The Case for Business-Focused BRM Metrics

Posted | Category: BRM Community, Professional Development | Contributed

by Gerry Robinson

Recently, while having a discussion with the Vice President of a large retailer’s enterprise applications, I asked him how he gauged the relationship with the business. What I expected was a complex answer, one that included a litany of intense measurements. He paused for a moment, and answered with one of the best statements I have heard when it comes to measuring the value of BRM.

He said, “The value of any initiative in an organization comes down to three things: averting risk, decreasing costs, or increasing revenue. If my group is meeting one or all three objectives, I judge the relationship as strong. If they are not, it is weak. It is that simple.”

A fantastic response—simple, yet packed with meaning. The VP was absolutely right. It really all comes down to value.

In The Tech BuzzKill, one of the nine questions I asked leaders was, “How do you relay value to the business?” In an overwhelming response, more than half mentioned ROI in their answer.

As Business Relationship Managers, we have the same goal—the challenge lies in knowing how to show it.

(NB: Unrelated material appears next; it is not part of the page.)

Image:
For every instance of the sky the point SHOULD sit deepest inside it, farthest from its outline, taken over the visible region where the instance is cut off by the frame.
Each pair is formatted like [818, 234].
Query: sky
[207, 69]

One of the best keys to knowing how to do this is to look at the metrics by which the service organization you represent presents itself to the business.

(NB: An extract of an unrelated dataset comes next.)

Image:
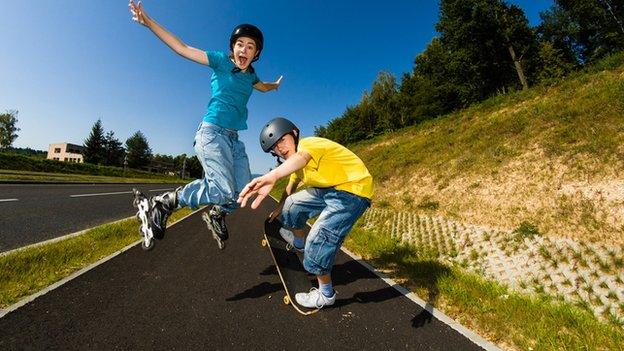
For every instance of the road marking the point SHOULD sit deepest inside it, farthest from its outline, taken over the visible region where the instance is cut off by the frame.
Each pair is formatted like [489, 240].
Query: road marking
[102, 194]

Let’s take IT as a case study. IT has opportunities to reduce risk when it secures data and thwarts attempts at hacking. IT also has the chance to show value when it reduces the cost of operations, such as lowering licensing costs through a re-platforming initiative. Finally, IT also has a chance to show revenue increase. One way to do that is to enable self-service purchasing through an online store.

All three of these examples show value. So, how does they justify the BRM’s existence?

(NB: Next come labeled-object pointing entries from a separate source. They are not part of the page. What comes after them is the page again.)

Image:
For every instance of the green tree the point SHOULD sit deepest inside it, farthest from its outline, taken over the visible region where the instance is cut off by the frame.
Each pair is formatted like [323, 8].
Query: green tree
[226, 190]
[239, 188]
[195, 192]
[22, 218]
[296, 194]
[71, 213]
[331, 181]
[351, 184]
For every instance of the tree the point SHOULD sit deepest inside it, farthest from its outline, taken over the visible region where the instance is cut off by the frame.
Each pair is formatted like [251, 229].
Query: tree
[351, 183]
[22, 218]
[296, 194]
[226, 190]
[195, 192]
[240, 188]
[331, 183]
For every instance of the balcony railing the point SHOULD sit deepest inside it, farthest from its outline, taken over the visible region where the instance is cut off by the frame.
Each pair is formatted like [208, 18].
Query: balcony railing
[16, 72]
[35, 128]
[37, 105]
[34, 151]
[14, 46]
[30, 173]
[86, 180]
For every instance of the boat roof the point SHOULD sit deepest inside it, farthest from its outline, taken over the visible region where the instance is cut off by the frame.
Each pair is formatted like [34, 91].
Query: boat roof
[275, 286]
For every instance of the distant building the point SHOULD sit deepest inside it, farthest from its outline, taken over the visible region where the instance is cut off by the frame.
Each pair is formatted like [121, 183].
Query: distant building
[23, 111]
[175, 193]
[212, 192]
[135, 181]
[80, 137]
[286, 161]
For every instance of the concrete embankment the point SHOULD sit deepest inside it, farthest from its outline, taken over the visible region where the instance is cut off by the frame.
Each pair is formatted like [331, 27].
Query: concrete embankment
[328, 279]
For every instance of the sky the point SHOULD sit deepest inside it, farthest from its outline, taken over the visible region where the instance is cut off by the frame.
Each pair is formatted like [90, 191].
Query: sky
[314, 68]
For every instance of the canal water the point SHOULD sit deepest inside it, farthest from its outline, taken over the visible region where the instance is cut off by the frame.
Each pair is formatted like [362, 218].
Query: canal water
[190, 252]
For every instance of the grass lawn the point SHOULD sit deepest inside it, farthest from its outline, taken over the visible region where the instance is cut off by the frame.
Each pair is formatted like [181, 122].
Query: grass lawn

The short answer? It doesn’t.

Regardless, the BRM has tremendous opportunity when considering these metrics. This is the first rule in value presentation: relate to the objectives of those around you. In the case of the above IT examples, a BRM could easily show their value by highlighting that the idea for the re-platforming came from a planning session the BRM conducted. Another possibility is that the BRM may have discovered new technology in their research, which they later introduced to the company and was then chosen for the faster re-platforming efforts. There are many possible scenarios; the BRM just has to know how to look for and keep track of them.

There is an easy system to track value metrics. Just follow these steps:

  1. Log every meeting and keep extensive notes. This might be the most tedious task, but this is where you can bring up history and show your story. If you don’t know when ideas were discussed, who presented them, and how they were presented, you can lose sight of a great opportunity to present value.
  2. Know the organization’s strategic plan. One of the most difficult things people do is relate to the macro strategy. If you know it, you will know how to present your value, and you will also be a guide to your business partners on how they can contextualize their value. Ideally, the value story can be shared without a territorial encroachment (meaning the business won’t feel like you are trying to steal the credit).
  3. Know the MBOs of your business partners. The root of “relationships” is “relate,” and relating starts with knowing what makes the other person tick. Knowing how they are measured is also significant. Connecting how they are measured with the overall organization’s strategy is the icing on the cake!
  4. Be friendly with the PMO. This might seem odd when considering the other parts of the system, but it is logical. The PMO tracks project performance metrics. A project that comes in faster because of an idea you had is an ROI value presentation idea, and you need to know how things turned out–and often, the home for that record is the PMO. Don’t hesitate to foster that relationship.
  5. Finally, try to present your value statements, along with a business value statement and a service department value statement. For example: “XYZ Corporation’s Printer Sales division increased sales by 20% through an online store implemented ahead of schedule by the IT department. This exceeded the business objectives for the Printer division by 9%. Additionally, the IT department exceeded expectations by delivering it two months ahead of schedule. The idea was presented as part of BRM Workshop #6 in December 2014.”

In the above, each of your partners can take a snippet and make it a win, so that when when you present your value, there is no fear of you keeping the spotlight on you–instead, you will be spotlighting it on “we.” Your ultimate value statement is “We did it!” when presenting it this way, and it is a surefire way to build relationships.